Die vielen „Schichten“ des „Wahrseins“, der Wahrheit, bilden im Gegensatz zum Fundamentalismus die Freiheit zur Interpretation bereits bestehender „Wahrheiten“ im Sinne des philosophischen Konstruktivismus. Ganz einfach ausgedrückt muss der Leitsatz der Suche nach „Wahrheit“ lauten: „Es gibt Wahrheiten, die einander scheinbar widersprechen, aber dennoch beide wahr sind, ohne dass eine die andere vernichtet.

Selbst die Wahrheit, es gäbe keinen Gott (Nietzsche: „... wir haben ihn getötet“) ist in gleicher Weise wahr, wie der Wahrheitsgehalt des Satzes: “... es gibt Gott, wir haben ihn geschaffen und verwirklichen ihn in der Menscheit ...“ und im Sinne des Theologen Bonhoeffer (von mir sehr gerne zitiert ): „Einen Gott, den es GIBT, kann es gar nicht GEBEN“. Alles das ist gleichzeitig „wahr“ und steht in einem Prozess der evolutiven Entwicklung aller Existenzformen.
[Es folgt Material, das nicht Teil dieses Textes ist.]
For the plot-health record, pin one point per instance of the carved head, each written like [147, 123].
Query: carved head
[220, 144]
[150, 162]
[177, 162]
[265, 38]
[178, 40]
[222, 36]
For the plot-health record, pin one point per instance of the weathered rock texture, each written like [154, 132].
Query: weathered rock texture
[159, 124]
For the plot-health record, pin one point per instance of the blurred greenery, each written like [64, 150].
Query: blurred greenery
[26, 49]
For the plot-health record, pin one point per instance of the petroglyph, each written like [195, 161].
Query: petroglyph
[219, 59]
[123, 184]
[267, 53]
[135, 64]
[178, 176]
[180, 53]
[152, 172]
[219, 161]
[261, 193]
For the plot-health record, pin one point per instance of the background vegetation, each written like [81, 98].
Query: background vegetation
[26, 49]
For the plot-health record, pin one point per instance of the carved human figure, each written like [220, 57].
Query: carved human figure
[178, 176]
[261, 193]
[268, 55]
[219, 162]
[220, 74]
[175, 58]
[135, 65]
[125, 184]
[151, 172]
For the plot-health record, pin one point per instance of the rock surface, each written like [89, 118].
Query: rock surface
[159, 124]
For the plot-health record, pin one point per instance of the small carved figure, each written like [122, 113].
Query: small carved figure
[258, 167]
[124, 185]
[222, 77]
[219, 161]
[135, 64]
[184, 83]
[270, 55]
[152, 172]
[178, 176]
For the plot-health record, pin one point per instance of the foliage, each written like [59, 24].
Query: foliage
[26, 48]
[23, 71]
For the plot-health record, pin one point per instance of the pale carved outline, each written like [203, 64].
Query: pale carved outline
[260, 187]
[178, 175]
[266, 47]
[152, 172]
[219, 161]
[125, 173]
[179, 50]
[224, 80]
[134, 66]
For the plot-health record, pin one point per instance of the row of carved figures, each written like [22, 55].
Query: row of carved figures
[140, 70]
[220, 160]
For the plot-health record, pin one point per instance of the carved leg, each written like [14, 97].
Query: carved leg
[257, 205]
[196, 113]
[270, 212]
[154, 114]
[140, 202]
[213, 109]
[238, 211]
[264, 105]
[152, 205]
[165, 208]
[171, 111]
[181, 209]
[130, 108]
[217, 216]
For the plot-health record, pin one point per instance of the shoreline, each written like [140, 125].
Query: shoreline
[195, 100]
Das Bibelwort : „Ich werde einen neuen Himmel machen und eine neue Erde ...“ ist Ausdruck dieser befreiten religiösen Glaubenslehre. Diese neue Religiosität mit allen spirituellen Konsequenzen wäre geeignet, die Menschheit und den Planeten zu retten.

Aber es besteht eine Scham, über „Religiöses“ persönliche Aussagen zu machen, mehr als über die eigene Sexualität. Kein Wunder: Es gibt wenig Bemühungen um philosophisch-religiöse Bildung. Wir sind auf Grund dieses Mangels recht hilflos, diese Chance zu nützen.